京都は桜の季節も終わり、新緑が眩しく時には汗ばむほどの今日この頃ですが、皆様いかがお過ごしのことでしょうか。

今の季節は、宇治平等院や大沢池畔にある平安郷の藤、永観堂や東福寺の青もみじが眩しく、八瀬の瑠璃光院の新緑も欠かせません。また、衰えたとはいえ妙心寺塔頭大心院の霧島躑躅、三室戸寺の山の斜面に咲き競う多くの品種、そして蹴上浄水場も忘れてはいけません。また、長岡天神の霧島ツツジは非常に色濃い花が一斉に開き、その写真を眺めると全部が写真編集ソフトのPhotoshopで色彩を濃い目にいじっているのではないかと疑うような真っ赤な花に毎回驚きます。

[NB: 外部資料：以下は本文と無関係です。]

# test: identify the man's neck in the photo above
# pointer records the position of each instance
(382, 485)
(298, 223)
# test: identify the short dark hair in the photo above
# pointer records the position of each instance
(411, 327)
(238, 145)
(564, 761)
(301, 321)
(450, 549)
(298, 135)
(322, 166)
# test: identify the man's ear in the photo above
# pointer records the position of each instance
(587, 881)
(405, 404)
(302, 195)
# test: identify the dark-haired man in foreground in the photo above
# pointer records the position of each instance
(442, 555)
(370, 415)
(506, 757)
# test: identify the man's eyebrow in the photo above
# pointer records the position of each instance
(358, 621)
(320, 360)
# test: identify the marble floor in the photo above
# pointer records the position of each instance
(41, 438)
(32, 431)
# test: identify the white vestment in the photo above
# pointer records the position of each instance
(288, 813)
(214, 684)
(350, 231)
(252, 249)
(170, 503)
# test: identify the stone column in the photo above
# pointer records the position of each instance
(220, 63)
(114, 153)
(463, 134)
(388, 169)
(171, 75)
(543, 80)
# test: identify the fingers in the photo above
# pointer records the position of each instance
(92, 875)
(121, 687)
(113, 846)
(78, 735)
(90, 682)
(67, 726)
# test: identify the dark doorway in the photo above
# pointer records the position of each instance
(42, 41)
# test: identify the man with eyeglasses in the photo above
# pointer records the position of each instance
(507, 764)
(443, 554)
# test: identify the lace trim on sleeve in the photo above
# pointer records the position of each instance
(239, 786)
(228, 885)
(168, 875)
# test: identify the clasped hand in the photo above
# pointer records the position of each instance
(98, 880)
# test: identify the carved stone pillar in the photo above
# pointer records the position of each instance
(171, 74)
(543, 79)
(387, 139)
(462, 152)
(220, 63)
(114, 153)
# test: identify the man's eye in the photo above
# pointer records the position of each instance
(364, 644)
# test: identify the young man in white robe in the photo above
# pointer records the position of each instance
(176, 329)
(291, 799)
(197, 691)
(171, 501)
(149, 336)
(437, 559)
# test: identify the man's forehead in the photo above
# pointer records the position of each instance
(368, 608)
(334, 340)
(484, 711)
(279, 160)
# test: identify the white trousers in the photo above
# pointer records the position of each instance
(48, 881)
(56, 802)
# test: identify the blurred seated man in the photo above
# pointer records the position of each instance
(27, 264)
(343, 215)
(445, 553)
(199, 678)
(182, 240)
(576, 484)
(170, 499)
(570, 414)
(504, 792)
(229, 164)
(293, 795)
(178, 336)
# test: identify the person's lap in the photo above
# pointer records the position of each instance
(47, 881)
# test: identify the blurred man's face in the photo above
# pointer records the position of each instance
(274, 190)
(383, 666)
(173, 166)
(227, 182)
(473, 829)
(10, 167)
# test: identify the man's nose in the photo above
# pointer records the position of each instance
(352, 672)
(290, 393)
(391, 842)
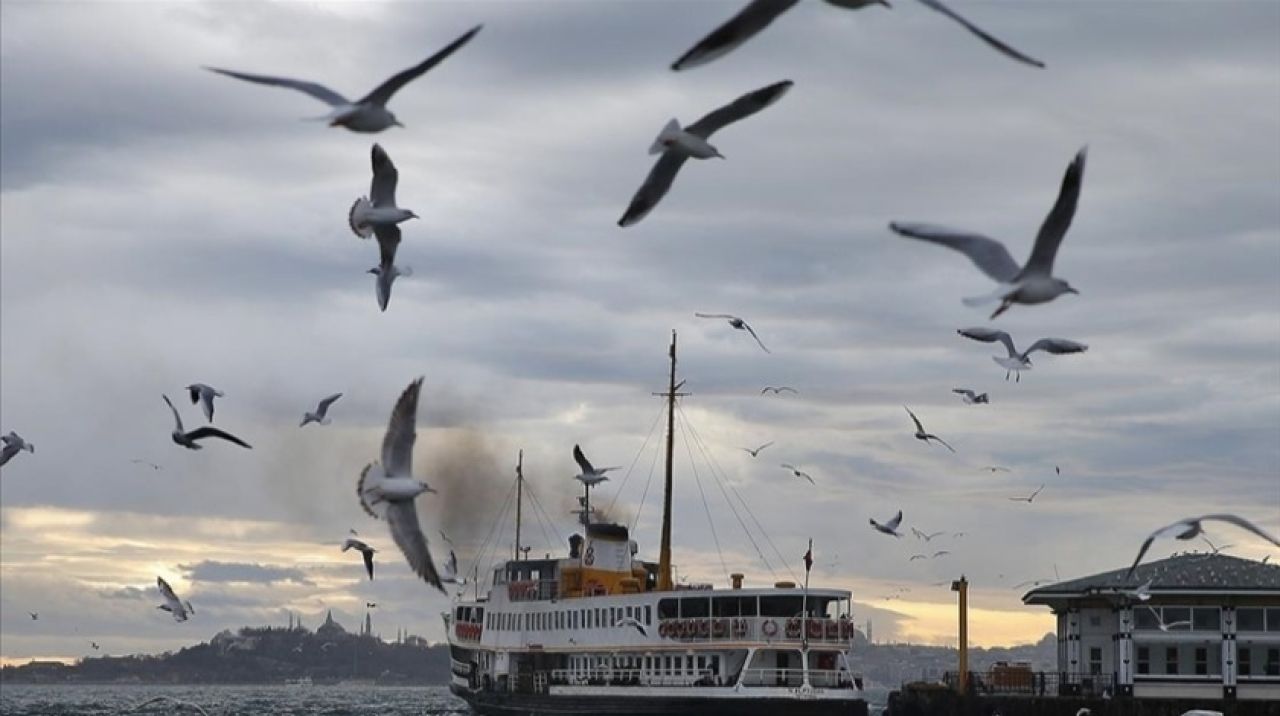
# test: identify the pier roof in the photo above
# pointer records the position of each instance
(1201, 573)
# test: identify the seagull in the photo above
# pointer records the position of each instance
(1191, 528)
(1027, 500)
(204, 395)
(188, 439)
(970, 397)
(365, 551)
(369, 113)
(389, 489)
(759, 13)
(172, 603)
(590, 477)
(1016, 363)
(1031, 283)
(890, 527)
(321, 411)
(13, 445)
(799, 473)
(739, 324)
(632, 623)
(679, 144)
(922, 436)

長岡天神といえば参道の両側に広がる八条ヶ池に面して竹の子尽くしの料理店「錦水亭」があって、池上に浮かんだ離れで楽しむコースは、その朝に採れた筍を使い、木の芽和えにはじまり、寿司、造り(刺身)、吸物、煮物、焼物、蒸物、油物、酢の物、竹の子御飯とこれでもかこれでもかとタケノコばかりで考えた方の執念を思うと笑みが溢れたことを思いだしました。ピークの季節になると長岡駅から長岡天神に向かう道端で新聞紙で包んだ筍を何人ものおじさんが売っている姿もございました。おじさんの足元にゴロリと筍が転がっていて、売り込みの声も出さず寡黙なままなのですが、「見ればわかるだろ」の気持ちが伝わります。当時は値札などという無粋なものもなく、売り手と買い手の阿吽の気持ちでお値段が決まっていたのかも知れません。今から思い起こすと、あのおじさんたちのタケノコは一体どなたがお求めになるのでしょうか。観光客ではなく地元の一般の方なのでしょうか。あの竹の子尽くしを食べた時期は、つつじが散り紫陽花の咲く頃だったでしょうか。

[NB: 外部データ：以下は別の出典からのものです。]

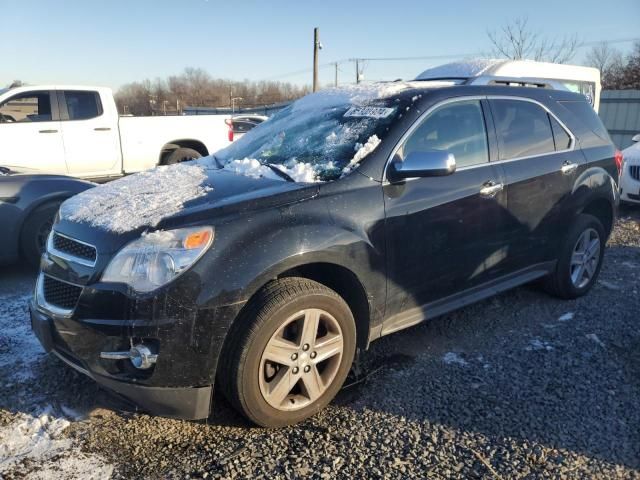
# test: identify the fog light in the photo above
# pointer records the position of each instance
(139, 355)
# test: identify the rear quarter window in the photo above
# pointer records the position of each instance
(588, 116)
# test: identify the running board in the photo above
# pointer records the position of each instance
(431, 310)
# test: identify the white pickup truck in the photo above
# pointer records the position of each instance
(77, 131)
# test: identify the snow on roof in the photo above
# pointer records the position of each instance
(511, 68)
(463, 69)
(140, 200)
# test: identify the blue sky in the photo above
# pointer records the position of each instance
(115, 42)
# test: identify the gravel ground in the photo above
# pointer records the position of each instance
(518, 386)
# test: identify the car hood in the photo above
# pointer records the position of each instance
(169, 197)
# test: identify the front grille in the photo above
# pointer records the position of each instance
(60, 294)
(74, 248)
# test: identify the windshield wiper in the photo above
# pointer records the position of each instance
(278, 172)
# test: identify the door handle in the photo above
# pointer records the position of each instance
(568, 167)
(491, 189)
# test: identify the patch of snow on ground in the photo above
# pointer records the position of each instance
(18, 345)
(566, 317)
(38, 438)
(140, 200)
(536, 344)
(609, 285)
(452, 358)
(593, 337)
(361, 153)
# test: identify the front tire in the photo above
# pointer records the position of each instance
(290, 352)
(580, 259)
(181, 155)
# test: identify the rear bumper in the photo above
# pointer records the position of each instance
(629, 187)
(190, 403)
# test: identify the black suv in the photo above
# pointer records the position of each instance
(350, 214)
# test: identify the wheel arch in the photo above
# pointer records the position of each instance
(603, 210)
(194, 144)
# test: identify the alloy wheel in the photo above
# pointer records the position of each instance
(585, 258)
(301, 359)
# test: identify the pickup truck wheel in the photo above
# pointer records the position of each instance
(291, 353)
(181, 155)
(35, 230)
(580, 259)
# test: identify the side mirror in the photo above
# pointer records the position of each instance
(432, 163)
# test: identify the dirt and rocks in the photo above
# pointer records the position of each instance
(518, 386)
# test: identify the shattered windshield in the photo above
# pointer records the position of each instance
(320, 137)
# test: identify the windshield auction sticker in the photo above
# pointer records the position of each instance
(369, 112)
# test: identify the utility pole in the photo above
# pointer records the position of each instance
(316, 47)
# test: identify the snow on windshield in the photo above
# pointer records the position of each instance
(140, 200)
(319, 137)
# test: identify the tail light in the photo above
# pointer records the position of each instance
(619, 160)
(229, 123)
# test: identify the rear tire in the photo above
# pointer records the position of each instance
(289, 354)
(580, 259)
(35, 230)
(181, 155)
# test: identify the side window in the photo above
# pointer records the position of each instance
(82, 105)
(560, 136)
(26, 107)
(242, 126)
(457, 128)
(523, 129)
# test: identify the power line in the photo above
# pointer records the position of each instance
(428, 57)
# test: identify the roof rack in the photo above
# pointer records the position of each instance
(517, 82)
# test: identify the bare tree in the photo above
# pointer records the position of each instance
(609, 61)
(517, 41)
(196, 88)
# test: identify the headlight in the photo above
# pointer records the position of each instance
(158, 257)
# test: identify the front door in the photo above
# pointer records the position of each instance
(91, 138)
(540, 167)
(30, 133)
(444, 234)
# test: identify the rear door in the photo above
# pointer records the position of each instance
(30, 132)
(91, 139)
(445, 234)
(540, 166)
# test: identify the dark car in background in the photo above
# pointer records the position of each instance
(241, 124)
(349, 215)
(28, 205)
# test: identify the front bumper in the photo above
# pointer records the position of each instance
(190, 403)
(629, 186)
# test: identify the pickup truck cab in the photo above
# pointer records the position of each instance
(77, 131)
(350, 214)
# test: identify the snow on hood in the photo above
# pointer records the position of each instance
(632, 153)
(300, 172)
(140, 200)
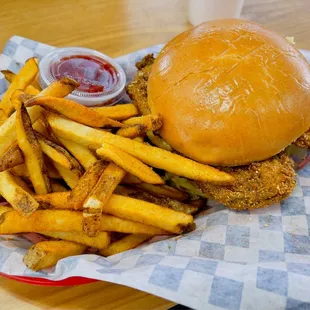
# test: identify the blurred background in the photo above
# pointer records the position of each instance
(117, 27)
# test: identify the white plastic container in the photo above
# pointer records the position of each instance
(200, 11)
(102, 80)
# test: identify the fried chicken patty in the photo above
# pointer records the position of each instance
(137, 88)
(304, 140)
(257, 185)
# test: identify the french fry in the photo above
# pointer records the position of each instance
(85, 185)
(40, 127)
(129, 163)
(131, 179)
(59, 88)
(55, 152)
(56, 200)
(70, 177)
(47, 253)
(163, 191)
(152, 122)
(24, 77)
(18, 198)
(31, 89)
(74, 111)
(11, 222)
(118, 112)
(8, 132)
(152, 156)
(159, 142)
(32, 151)
(139, 139)
(57, 187)
(3, 117)
(101, 241)
(11, 158)
(162, 201)
(20, 182)
(84, 155)
(127, 243)
(149, 214)
(99, 195)
(22, 171)
(132, 131)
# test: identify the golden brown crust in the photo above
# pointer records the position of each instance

花の話を書き始めながらどうしても食の話に逸れてしまう餓鬼道に落ちた筆者をお笑い下さい。いつもは餃子の王将や新福菜館で糊口をしのぐお寺巡りですが、身の程知らずにもたまには清水の舞台から飛び降りる贅沢もしております。三嶋亭なんか大学時代の思い出に入ってみてそれ以来行ったことがありません。一緒に行った札幌の的場さん、元気にされとりますか?はい、寺町京極の「キムラ」には何回か参りました。

さて、本論に戻ります。話は智積院の庭園です。曰く因縁故事来歴はウエブサイトに任せるとして、今と同じ季節に智積院を参詣し、庭園も入場料を支払って拝見したのです。その入場券には築山の斜面に植えられたツツジの写真が見事で、説明にもツツジ自慢がございました。サイトを引用すると「複雑な山の形をかたどっているように見え、さらに滝流れとその下流の護岸石組の存在が深山幽谷の雰囲気をかもし出しています。また、春にはサツキツツジの花が、(一部略)庭の趣に華やかさを添えます。」とあります。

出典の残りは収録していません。